The most successful startups do not just build products -- they build communities. Figma, Notion, and dbt all grew through passionate communities that evangelized the product, created content, and supported each other. Here is how to build that flywheel for your startup.
Community vs. Audience
An audience listens to you. A community talks to each other. The distinction matters: an audience depends on your continued content output, while a community is self-sustaining. Your goal is to create the conditions for members to connect with and help each other, not just with you.
Where to Build
Choose your platform based on where your users already spend time: Slack or Discord for real-time developer communities, LinkedIn Groups for B2B professional communities, Forums (Discourse, Circle) for long-form discussion, and GitHub Discussions for open-source communities.
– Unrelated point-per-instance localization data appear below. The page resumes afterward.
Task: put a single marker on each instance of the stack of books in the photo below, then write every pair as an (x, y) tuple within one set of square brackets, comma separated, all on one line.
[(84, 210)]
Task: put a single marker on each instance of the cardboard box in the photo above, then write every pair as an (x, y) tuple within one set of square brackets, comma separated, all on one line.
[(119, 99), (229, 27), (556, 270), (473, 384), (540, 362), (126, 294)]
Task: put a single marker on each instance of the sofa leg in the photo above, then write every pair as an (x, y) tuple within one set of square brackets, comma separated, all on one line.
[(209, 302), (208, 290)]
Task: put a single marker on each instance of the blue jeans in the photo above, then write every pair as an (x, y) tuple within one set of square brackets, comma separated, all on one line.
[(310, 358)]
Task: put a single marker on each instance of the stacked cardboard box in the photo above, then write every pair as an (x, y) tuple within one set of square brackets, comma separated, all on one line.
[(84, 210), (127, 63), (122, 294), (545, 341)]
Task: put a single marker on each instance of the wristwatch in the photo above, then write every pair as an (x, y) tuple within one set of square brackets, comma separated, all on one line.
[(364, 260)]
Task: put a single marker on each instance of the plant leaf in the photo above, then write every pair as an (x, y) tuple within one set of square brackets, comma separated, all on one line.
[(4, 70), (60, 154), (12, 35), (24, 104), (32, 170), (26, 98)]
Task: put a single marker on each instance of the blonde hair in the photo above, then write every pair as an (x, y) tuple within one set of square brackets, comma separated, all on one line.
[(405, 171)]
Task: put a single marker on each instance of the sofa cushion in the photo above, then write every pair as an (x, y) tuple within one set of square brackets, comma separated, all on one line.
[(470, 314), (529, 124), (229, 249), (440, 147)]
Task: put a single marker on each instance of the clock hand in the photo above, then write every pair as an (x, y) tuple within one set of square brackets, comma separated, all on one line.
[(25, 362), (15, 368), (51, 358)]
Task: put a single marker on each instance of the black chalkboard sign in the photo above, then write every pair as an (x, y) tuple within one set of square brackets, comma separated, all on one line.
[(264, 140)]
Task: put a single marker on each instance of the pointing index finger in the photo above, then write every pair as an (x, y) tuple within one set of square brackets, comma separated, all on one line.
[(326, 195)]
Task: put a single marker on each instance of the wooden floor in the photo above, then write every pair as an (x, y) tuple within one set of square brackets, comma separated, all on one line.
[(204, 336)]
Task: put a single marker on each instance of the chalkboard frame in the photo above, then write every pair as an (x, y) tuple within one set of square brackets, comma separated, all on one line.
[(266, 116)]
Start with one platform and do it well.
The Community Flywheel
Content (members share knowledge) leads to Engagement (discussions, Q&A, events) which leads to Advocacy (members recommend your product) which brings Growth (new members join) which creates more Content. Your job is to seed and nurture this flywheel until it becomes self-sustaining.
Events and Meetups
Regular events give your community rhythm and energy: weekly office hours or AMAs, monthly webinars or workshops, quarterly virtual meetups, and annual in-person conferences or unconferences. Start small (10-person meetups) and scale as demand grows.
Measuring Community Health
Track: active member percentage (what % of members contribute each month), response time (how quickly do community members help each other), content creation rate (user-generated posts, guides, tutorials), and community-influenced revenue (deals where the community played a role in the buyer's journey).